The benefits don’t stop there! Data mesh can also:
Boost agility: Respond faster to market changes with readily available data.
Increase cost-efficiency: Avoid bottlenecks and optimize resource allocation with real-time data insights.
Improve data security: Enforce clear access controls and track data usage across departments.
Think of data mesh as a modern way to organize your data warehouse, making it work for your business, not against it.
The Practical Implementation of Data Mesh in Retail
Data mesh is a revolutionary approach that unlocks the full potential of your data, transforming your retail operations. Some of the interesting use cases are:
Enhanced Customer Experience
Personalized recommendations
Data mesh empowers marketing and sales teams to access and analyze customer data across different domains (e.g., purchase history, product browsing, loyalty programs). This unlocks insights to create personalized product recommendations, targeted promotions, and loyalty rewards, leading to happier and more engaged customers.
Improved customer service
Support teams can access a holistic view of each customer across all touchpoints, enabling faster issue resolution and a more personalized service experience. Imagine agents having instant access to a customer’s past purchase history and preferences, leading to quicker and more relevant solutions.
Optimized Operations & Inventory Management
Demand forecasting
Data mesh allows seamless integration and analysis of internal sales data with external factors like weather patterns and social media trends. This leads to more accurate demand forecasting, reducing stockouts and overstocking, optimizing inventory levels, and ensuring the right products are available at the right time.
Streamlined supply chain
Imagine real-time data visibility across your entire supply chain, from suppliers to warehouses to stores. Data mesh enables this by connecting disparate data sources, allowing for proactive management of deliveries, stock transfers, and potential disruptions, improving efficiency and reducing costs.

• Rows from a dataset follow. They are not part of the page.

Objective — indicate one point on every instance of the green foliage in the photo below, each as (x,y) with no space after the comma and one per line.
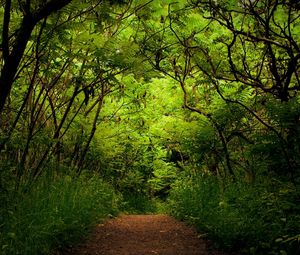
(261,218)
(54,213)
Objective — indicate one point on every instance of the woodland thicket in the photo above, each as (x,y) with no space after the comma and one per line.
(191,107)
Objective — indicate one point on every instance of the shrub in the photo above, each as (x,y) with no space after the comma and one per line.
(54,214)
(249,218)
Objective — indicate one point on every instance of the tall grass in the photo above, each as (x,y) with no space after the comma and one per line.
(54,214)
(261,218)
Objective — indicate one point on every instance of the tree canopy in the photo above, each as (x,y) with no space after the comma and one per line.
(153,95)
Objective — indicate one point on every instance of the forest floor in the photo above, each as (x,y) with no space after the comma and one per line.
(141,235)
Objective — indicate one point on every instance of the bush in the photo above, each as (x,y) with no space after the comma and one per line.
(54,214)
(250,218)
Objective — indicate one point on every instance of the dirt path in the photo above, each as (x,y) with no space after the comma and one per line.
(141,235)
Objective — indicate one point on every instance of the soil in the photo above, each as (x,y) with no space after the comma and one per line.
(141,235)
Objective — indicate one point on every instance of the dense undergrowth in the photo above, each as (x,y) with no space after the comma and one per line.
(54,213)
(261,218)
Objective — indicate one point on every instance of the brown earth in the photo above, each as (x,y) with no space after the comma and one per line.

Data-Driven Marketing & Promotions
Targeted campaigns
Data mesh breaks down silos between marketing, sales, and customer data, enabling marketers to create highly targeted campaigns based on specific demographics, purchase behaviors, and preferences. This leads to a significant increase in campaign effectiveness and return on investment.
Dynamic pricing and promotions
Data mesh allows for real-time analysis of pricing trends, competitor offerings, and customer behavior. This empowers retailers to implement dynamic pricing strategies and personalized promotions, maximizing profits and attracting more customers.
Conclusion
Data mesh is not just technology; it’s a cultural shift that empowers your teams to leverage data as a strategic asset. Imagine your retail business thriving on data-driven insights, unlocking new levels of customer satisfaction, operational efficiency, and market competitiveness.